South America: What’s working really well
This article is based on insights and data from the International Road Federation’s “The Uneven Road to Zero: Data Gaps and Disparities in Global Road Safety,” published on the IRF World Road Statistics website.
South America sits in the middle of global road safety rankings—neither a crisis zone nor a clear success story. Yet behind regional averages lie deep inconsistencies in data quality, enforcement, and institutional follow-through. Drawing on insights from the International Road Federation (IRF) and the World Health Organization (WHO), this article explores why progress has stalled—and how stronger data systems could turn fragmented gains into sustained regional change.
Numbers That Don’t Add Up
IRF and WHO data show moderate fatality rates across much of South America, paired with unusually low reported injury figures. This imbalance is unlikely to reflect safer roads.
Instead, limited injury reporting—often reliant on police records alone—means many non-fatal crashes treated in hospitals never enter national databases. Regional averages further obscure variation between countries: Chile and Uruguay report more comprehensively, while others, including Bolivia and Paraguay, capture only part of the picture.
Understanding what is missing from the data is essential to understanding real road safety performance.
Strong Laws, Uneven Enforcement
Most South American countries have adopted comprehensive legislation covering seatbelts, helmets, drink-driving, and speed limits. On paper, these frameworks align with international best practice.
In practice, enforcement varies widely.
- Brazil has strong national regulations, but compliance differs sharply between major cities and rural highways.
- Argentina’s decentralised enforcement structure leads to inconsistent application of national laws across provinces.
- In countries such as Paraguay and Ecuador, limited enforcement budgets and weak data integration further reduce impact.
Legal frameworks alone cannot deliver safety when local capacity and political will differ so widely.
Motorcycles and Everyday Risk
Motorcycles have become indispensable for commuting and delivery work in countries such as Brazil, Colombia, and Peru. Their affordability and flexibility make them essential in congested cities—but also highly vulnerable.
In some urban areas, motorcycle riders account for 40–50% of road deaths. Helmet laws exist across the region, yet compliance, helmet quality standards, and enforcement remain uneven. Mixed-traffic conditions and limited dedicated infrastructure amplify risk not only for riders, but also for pedestrians and cyclists.
Motorcycles highlight the intersection between economic necessity and infrastructure limits.
City-Level Innovation vs. National Inertia
Progress often begins at the city level, where local governments experiment with data-driven approaches.
- Bogotá has prioritised pedestrian safety through street redesigns and integrated public transport planning.
- São Paulo has reduced urban speed limits and invested in public awareness campaigns.
- Santiago has taken steps to link municipal crash data with hospital injury records.

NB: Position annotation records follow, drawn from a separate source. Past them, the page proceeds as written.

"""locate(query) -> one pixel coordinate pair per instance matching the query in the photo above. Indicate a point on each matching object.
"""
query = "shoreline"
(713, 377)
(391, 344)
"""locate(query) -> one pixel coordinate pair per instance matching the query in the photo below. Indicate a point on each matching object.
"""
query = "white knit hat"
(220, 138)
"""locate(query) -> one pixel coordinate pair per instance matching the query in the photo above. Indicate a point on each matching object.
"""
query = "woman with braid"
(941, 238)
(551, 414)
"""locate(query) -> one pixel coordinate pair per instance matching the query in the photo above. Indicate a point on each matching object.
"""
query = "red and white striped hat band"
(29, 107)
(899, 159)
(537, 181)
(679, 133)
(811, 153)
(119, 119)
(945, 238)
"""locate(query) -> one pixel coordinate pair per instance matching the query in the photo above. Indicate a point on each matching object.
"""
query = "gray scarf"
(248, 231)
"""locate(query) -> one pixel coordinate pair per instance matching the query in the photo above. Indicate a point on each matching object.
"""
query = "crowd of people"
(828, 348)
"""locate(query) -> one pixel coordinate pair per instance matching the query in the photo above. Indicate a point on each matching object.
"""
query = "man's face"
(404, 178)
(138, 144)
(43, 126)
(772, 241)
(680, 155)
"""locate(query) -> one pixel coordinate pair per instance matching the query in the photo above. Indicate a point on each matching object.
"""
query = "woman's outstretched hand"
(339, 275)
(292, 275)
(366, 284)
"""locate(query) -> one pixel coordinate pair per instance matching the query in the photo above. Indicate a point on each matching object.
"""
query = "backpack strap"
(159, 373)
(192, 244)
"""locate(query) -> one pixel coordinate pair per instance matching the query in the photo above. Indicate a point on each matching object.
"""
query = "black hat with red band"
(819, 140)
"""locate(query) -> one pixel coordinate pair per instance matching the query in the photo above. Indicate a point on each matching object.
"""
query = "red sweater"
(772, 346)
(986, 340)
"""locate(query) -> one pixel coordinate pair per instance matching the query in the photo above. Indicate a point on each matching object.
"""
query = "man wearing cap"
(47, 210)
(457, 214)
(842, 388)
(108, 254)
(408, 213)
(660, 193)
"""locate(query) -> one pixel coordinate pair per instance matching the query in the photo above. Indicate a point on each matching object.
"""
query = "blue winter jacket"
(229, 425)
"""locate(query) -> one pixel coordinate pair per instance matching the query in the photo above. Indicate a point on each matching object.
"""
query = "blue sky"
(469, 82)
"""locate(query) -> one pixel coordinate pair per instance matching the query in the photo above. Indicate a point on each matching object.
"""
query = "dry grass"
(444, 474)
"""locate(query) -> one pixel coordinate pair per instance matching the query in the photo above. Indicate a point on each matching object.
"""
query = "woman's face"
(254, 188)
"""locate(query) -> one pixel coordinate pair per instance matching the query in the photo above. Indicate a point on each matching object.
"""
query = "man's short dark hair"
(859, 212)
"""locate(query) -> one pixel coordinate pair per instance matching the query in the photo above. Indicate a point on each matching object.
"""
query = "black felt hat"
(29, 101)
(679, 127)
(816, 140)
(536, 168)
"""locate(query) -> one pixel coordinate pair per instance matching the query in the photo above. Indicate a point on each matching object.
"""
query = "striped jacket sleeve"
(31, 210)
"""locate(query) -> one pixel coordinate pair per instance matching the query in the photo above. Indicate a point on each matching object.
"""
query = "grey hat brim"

These initiatives demonstrate what is possible. However, without national coordination and consistent data frameworks, city-level successes remain fragmented and difficult to sustain or scale.
Data as the Missing Link
Across South America, incomplete and disconnected crash data continues to undermine road safety efforts. Police, health, and transport databases rarely interact, leaving serious injuries invisible in national statistics and masking the true scale of risk. Without integrated reporting systems, authorities struggle to identify high-risk groups and locations, assess whether enforcement and infrastructure measures are working, or replicate successful city-level interventions at scale. As a result, progress remains fragmented. Without stronger data infrastructure, South America’s road safety gains will continue to stall—and preventable loss will persist.